Ebenerdige, barrierefreie Räume

550 Quadratmeter soll der neue Komplex umfassen – ebenerdig und barrierefrei mit hellen, großzügigen Räumen. „Es wird auch einen schönen Außenbereich mit einer Terrasse geben“, erklärt Anne Möbius. Eine Trennung zwischen bestehenden Werkstätten und dem neuen Komplex soll es keine geben. Im Gegenteil: „Der Förder- und Betreuungsbereich wird an die Werkstätten angebunden sein.“ Durchlässigkeit und Integration sind die Schlagworte, die der Diakonie-Chef wählt. Der Förder- und Betreuungsbereich bietet all denjenigen eine tagesstrukturierte Betreuung, Förderung und Pflege, die aufgrund der Schwere ihrer Beeinträchtigung nicht in der Werkstatt tätig sein können. Betroffene wenden sich an den KSV, der Verband trifft dann die Entscheidung. „Das Angebot richtet sich an Menschen, die nicht in einem Wohnheim leben“, betont Anne Möbius.

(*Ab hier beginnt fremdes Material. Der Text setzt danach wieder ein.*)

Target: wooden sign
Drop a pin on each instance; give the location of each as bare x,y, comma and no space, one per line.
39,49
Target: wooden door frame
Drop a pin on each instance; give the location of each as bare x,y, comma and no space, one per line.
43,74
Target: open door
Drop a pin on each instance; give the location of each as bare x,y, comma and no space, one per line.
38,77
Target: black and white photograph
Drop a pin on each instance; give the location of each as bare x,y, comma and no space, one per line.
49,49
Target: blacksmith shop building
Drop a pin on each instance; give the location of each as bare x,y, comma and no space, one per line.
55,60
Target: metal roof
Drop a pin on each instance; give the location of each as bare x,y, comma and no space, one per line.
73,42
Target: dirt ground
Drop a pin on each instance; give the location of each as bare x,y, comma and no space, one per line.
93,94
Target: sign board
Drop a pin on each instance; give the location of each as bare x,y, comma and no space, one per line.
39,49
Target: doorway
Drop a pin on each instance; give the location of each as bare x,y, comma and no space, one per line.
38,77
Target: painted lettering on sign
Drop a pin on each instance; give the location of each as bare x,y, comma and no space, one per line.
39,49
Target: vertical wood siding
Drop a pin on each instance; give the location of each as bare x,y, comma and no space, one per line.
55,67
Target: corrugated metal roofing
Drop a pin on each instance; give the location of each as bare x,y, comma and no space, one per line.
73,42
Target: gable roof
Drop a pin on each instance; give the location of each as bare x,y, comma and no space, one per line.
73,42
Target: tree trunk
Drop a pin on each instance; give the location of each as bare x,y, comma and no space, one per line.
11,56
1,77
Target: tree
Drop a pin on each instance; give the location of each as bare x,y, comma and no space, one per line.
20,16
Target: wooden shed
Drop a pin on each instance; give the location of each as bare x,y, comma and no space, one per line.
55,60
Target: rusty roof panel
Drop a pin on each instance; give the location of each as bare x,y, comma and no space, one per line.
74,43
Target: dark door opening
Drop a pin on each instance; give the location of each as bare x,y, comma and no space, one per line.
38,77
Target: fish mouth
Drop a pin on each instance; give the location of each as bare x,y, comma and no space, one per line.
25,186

Die Fertigstellung der Bauarbeiten ist für August beziehungsweise September 2017 geplant. Dann wird jeweils ein Betreuer für drei Betreute zur Verfügung stehen. „Grundsätzlich werden drei Gruppen zu je sechs Betreuten im Förder- und Betreuungsbereich geschaffen“, erklärt die Werkstattleiterin. Von 7.30 bis 14.30 Uhr ist für die Betreuung gesorgt. „Es geht darum, eine Tagesstruktur zu schaffen und die Betreuten kreativ sein zu lassen“, so Möbius. Alltagspraktische Fähigkeiten werden gefördert, ein eventueller Weg in den Berufsbildungsbereich gebahnt sowie musikalische oder bewegungsfördernde Angebote geschaffen.

Warteliste für freie Plätze

Noch gibt es freie Kapazitäten, auch wenn eine Warteliste existiert, erklärt Anne Möbius. Bis 2018 werden alle geschaffenen Plätze in Hartha belegt sein, so will es die Statistik. Bis es soweit ist, wird jetzt aber erst einmal fleißig gebaut. Den Anfang macht die Mildensteiner Baugilde aus Leisnig im Roh- und Tiefbau, danach folgen alle anderen bautechnischen Notwendigkeiten.